Figure 9b demonstrates the relationship between the iterative time and $k_0$ with different numbers of nodes (m) for Algorithm 3. It is observed that an increase in m leads to a longer iteration time. However, the overall time decreases with an increase in $k_0$, indicating that our algorithm exhibits favorable parallelism. Despite this, the influence of node count on computation time is not entirely negated; therefore, the potential time cost due to an increase in nodes must be considered in computational evaluations. This underscores the necessity of balancing the number of nodes against the performance gains achieved through parallel processing when deploying the algorithm in distributed computing environments.

Obviously, Algorithm 3 considers the communication and computation costs in relation to $k_0$. Specifically, the framework states that the global update occurs only at certain steps (e.g., at step km being a multiple of a pre-defined integer ($k_0$)).

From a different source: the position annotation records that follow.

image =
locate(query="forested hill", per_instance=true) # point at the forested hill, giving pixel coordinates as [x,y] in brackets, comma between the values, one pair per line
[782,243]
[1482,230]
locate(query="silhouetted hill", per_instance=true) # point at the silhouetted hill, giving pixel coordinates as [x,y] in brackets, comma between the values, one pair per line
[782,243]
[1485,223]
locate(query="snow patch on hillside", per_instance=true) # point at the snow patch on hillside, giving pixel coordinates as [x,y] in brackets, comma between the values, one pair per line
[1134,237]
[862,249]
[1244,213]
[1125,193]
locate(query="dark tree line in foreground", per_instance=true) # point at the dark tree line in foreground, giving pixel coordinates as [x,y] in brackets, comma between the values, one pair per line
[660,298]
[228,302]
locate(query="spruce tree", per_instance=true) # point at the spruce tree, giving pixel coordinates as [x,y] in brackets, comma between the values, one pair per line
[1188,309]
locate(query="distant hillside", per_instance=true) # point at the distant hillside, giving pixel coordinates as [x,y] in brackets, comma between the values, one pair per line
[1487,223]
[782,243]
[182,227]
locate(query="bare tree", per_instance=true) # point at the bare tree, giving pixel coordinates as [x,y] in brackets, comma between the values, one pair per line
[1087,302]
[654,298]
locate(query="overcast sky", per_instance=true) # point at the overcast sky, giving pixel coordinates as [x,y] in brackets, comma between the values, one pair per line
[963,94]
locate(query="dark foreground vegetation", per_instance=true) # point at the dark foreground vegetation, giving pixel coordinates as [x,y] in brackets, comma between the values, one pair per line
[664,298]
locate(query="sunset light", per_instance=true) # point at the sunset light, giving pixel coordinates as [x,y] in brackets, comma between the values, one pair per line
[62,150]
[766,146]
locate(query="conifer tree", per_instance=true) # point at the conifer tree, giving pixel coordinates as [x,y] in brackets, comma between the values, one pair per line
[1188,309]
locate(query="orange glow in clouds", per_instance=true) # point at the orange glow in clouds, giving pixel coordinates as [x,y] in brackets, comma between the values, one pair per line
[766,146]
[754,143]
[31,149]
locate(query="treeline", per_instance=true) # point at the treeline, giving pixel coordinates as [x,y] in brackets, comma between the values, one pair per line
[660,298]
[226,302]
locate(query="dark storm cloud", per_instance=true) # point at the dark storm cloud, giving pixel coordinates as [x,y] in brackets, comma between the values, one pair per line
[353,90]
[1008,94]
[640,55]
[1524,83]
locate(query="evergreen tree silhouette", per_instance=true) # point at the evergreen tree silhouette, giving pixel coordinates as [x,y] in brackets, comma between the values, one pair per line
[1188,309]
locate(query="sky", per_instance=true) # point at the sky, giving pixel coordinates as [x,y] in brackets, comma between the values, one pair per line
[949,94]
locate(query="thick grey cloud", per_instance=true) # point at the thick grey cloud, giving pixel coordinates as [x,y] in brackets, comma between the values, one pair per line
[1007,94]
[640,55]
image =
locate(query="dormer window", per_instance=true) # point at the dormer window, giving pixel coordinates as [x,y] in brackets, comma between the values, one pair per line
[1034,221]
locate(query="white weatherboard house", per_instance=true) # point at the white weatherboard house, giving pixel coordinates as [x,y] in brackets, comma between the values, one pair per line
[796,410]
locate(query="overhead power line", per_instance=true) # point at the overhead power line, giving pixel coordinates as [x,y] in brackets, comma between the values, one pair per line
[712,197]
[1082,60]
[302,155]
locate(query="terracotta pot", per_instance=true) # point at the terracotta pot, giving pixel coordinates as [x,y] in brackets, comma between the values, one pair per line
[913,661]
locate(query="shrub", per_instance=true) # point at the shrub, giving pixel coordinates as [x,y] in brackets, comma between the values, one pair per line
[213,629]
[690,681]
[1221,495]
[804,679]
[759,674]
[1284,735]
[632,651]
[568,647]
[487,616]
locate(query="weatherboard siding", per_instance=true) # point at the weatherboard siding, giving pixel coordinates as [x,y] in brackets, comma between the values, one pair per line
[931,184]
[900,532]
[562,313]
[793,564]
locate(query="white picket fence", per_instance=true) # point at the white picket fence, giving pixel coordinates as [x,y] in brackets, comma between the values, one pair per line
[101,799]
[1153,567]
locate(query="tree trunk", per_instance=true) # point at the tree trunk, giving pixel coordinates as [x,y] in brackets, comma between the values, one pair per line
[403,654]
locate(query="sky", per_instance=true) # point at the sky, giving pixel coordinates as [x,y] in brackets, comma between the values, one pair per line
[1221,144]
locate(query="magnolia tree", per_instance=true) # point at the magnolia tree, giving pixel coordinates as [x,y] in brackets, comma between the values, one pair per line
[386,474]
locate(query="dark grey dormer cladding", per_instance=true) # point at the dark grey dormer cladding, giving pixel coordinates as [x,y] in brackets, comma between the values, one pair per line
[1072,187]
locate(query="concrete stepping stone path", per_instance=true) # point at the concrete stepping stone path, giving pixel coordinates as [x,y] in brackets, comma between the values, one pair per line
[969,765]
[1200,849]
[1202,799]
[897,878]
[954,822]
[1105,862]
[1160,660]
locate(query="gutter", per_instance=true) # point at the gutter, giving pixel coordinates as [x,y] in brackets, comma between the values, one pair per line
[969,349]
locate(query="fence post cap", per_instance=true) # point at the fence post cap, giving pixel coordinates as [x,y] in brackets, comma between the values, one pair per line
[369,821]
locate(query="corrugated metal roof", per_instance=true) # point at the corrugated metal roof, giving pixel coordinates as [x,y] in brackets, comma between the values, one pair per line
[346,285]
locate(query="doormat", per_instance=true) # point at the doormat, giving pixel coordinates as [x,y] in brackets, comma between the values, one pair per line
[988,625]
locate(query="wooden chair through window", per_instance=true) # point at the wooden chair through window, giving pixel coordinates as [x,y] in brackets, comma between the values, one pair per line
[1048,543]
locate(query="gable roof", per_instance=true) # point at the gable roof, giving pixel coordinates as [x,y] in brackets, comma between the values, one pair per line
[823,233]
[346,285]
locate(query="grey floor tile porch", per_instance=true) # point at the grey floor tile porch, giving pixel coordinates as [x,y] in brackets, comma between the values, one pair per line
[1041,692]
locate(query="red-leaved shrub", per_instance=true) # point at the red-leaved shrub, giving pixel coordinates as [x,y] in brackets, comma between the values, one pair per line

It is shown that the larger the $k_0$, the less time for our algorithm to converge (see Figure 7, Figure 8 and Figure 9). In addition, the local computational complexity at each node is $O\left(k\right)$, where k is the iteration time. By adjusting $k_0$, we can optimize the trade-off between communication efficiency and computational load, demonstrating the scalability and adaptability of the algorithm for federated learning.

5. Conclusions

This study introduces two symmetric ADMM-based federated learning algorithms relaxed steps. Algorithm 2 bolsters computational efficiency in federated learning, while Algorithm 3 capitalizes on Algorithm 2 to further optimize communication efficiency. Relevant numerical experiments were set up to illustrate the feasibility and efficiency of the algorithms. In conclusion, the two proposed algorithms exhibit rapid convergence and excellent performance. While experiments based on linear and logistic regressions were conducted on small scales and only serve as proofs of concept, in contrast to [41,42], which researched large-scale cases and realistic usage. Therefore, exploring applications related to large-scale optimization problems will be the subject of further research in the future.